Abbé Carles ELÍAS i Cao
(Barcelona, Espagne)

Aujourd'hui, Jésus nous dit: «Vous ne pouvez pas servir à la fois Dieu et l'argent» (Mt 6,24). Par ces paroles, il nous confronte à notre insécurité, que nous tâchons de palier par la tranquillité de posséder non seulement le nécessaire, mais encore ce qui nous plaît, qui nous porte à consommer et à gaspiller.

«Que l’avare écoute; qu'il écoute celui qui pense que, tout en se disant chrétien, il peut servir en même temps les richesses et le Christ. Lui cependant n'a pas dit: celui qui est riche, mais celui qui sert les richesses; celui qui est esclave des richesses et les garde comme un esclave; mais celui qui a secoué le joug de l'esclavage, qu'il les distribue comme un maître» (saint Jérôme).

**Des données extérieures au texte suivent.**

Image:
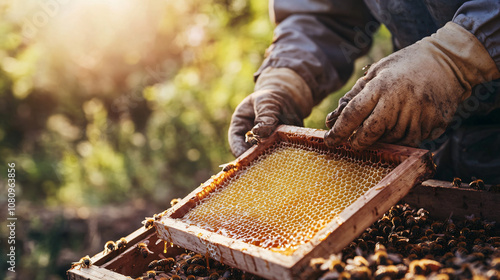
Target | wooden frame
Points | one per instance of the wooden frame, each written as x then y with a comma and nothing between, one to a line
415,165
429,194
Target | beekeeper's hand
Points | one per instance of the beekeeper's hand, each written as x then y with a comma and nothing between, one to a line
281,97
412,94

Comme dans les béatitudes —ou dans d'autres passages clés, comme celui du commandement nouveau (Jn 13,34-35)— le Seigneur nous invite aujourd'hui à nous décider pour la confiance illimitée en un Père qui veille sur nous, pour la recherche du Royaume de la justice, de la paix et de la joie, pour une véritable pauvreté intérieure de l'âme, qui se tourne et se retourne avec des «gémissements ineffables» (cf. Rom 8,26) vers Celui-là seul qui peut rassasier notre soif de plénitude et d'éternité. Sur ce détachement, sur cette précarité assumée consciemment, nous fondons notre espérance comme disciple du Christ.

Laissant le passé au pardon de Dieu, fuyant les craintes et les préoccupations pour un futur qui n'est pas encore là, Jésus nous invite à vivre le jour d'aujourd'hui, la seule chose en notre possession. En cet aujourd'hui, Il se donne à nous comme pain qui soutient la journée. «Seul le présent nous appartient, l'espérance de l'avenir demeurant incertaine (…). À chaque jour suffit sa propre malice. Pourquoi nous inquiéter de demain?» (Saint Grégoire de Nisse).